As a Latino, Franceschi was keen on filming a movie although not just any movie. He wanted to tell his own story, one that would reflect the world he lives in. “I felt the need to tell stories about the people and world I live in.” His movie “Urban Poet” is an urban story with strong ties to Chicago’s Latino community.  The story is the tale of one young Latina’s dilemma to transcend boundaries and maintain sacred relationships. It’s an intricate story that introduces you to several characters whose lives intertwine to create one fluid narrative.

Set against Chicago’s urban poetry scene, the story centers on Rita, a young Puerto Rican poet who struggles to find her voice. “Some of us dream about becoming a singer others dream about changing the world even if it means breaking new grounds and that’s what Rita’s character represents. In essence that is what we have tried to do with the film,” says Franceschi. He refers to the fact that “Urban Poet” was filmed using the latest digital technology, an all Latino cast and crew and with no budget.

According to Franceschi, founder of New Film Production, the movie was completed with the help of an exceptional three-man crew headed by Felix Mendez, Director of Photography and the persistent dedication of the voluntary cast.
Although the project was completed with no budget, Franceschi states that it would not have been possible without the help of the individuals, organizations and businesses of the Humboldt Park community who combined their resources to help offset the need for outside funding.

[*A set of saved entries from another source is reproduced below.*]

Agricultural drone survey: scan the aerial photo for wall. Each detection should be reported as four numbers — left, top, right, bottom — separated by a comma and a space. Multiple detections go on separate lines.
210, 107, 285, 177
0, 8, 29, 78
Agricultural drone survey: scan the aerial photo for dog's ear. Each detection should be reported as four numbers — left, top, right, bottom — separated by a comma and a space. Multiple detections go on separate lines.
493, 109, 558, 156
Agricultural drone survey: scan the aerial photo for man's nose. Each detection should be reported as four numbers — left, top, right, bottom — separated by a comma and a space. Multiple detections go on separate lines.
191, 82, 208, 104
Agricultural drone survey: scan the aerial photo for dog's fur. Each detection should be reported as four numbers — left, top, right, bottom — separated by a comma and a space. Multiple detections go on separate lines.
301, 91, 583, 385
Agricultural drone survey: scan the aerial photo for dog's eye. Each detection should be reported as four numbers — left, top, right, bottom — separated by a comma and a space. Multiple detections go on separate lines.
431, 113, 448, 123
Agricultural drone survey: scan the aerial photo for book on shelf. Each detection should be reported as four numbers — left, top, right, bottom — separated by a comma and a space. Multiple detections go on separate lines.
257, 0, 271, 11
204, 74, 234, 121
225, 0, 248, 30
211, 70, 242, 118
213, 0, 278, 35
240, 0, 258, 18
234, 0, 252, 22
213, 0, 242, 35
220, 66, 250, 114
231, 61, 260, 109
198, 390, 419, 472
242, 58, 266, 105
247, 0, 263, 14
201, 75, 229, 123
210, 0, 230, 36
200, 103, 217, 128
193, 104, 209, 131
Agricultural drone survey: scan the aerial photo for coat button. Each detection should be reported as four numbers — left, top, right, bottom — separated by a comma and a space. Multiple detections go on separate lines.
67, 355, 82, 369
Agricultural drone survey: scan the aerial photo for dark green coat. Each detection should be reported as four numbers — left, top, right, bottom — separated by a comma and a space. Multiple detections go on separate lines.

“We shot the film in Humboldt Park utilizing the studio facility of Boca Music, so we minimized the need for transporting the cast, crew and equipment,” says Franceschi. New Film Production owned most of the equipment used to complete the project but X-Ray and Product Production studios borrowed additional equipment. Franceschi also counted on the help of various facilities who donated their space for auditions and filming. Even the local Hispanic media, led by Luis Rossi and Marilyn Santiago, donated air and print ad space to promote the local project.
Urban Poet was greatly received by audiences at the 19th Annual Chicago Latino Film Festival. Franceschi plans to hit the film festival and tour the college circuit with the intent to maximize exposure and raise the eyebrows of interested distributors. This young ambitious producer hopes to set the presence of Latino filmmakers interested in producing their own stories. He emphasizes the need for Latinos “to jump on the technological and informative highway and start telling their stories be it about a small town in Mexico, a pueblo in Puerto Rico or an American barrio.” The most important point is for Latinos to “write, write, write.”

His advice to other filmmakers is to keep the faith even through the tough times saying, “it will be challenging and there will be setbacks and at times it may be totally discouraging but the successful filmmaker keeps pushing forward.”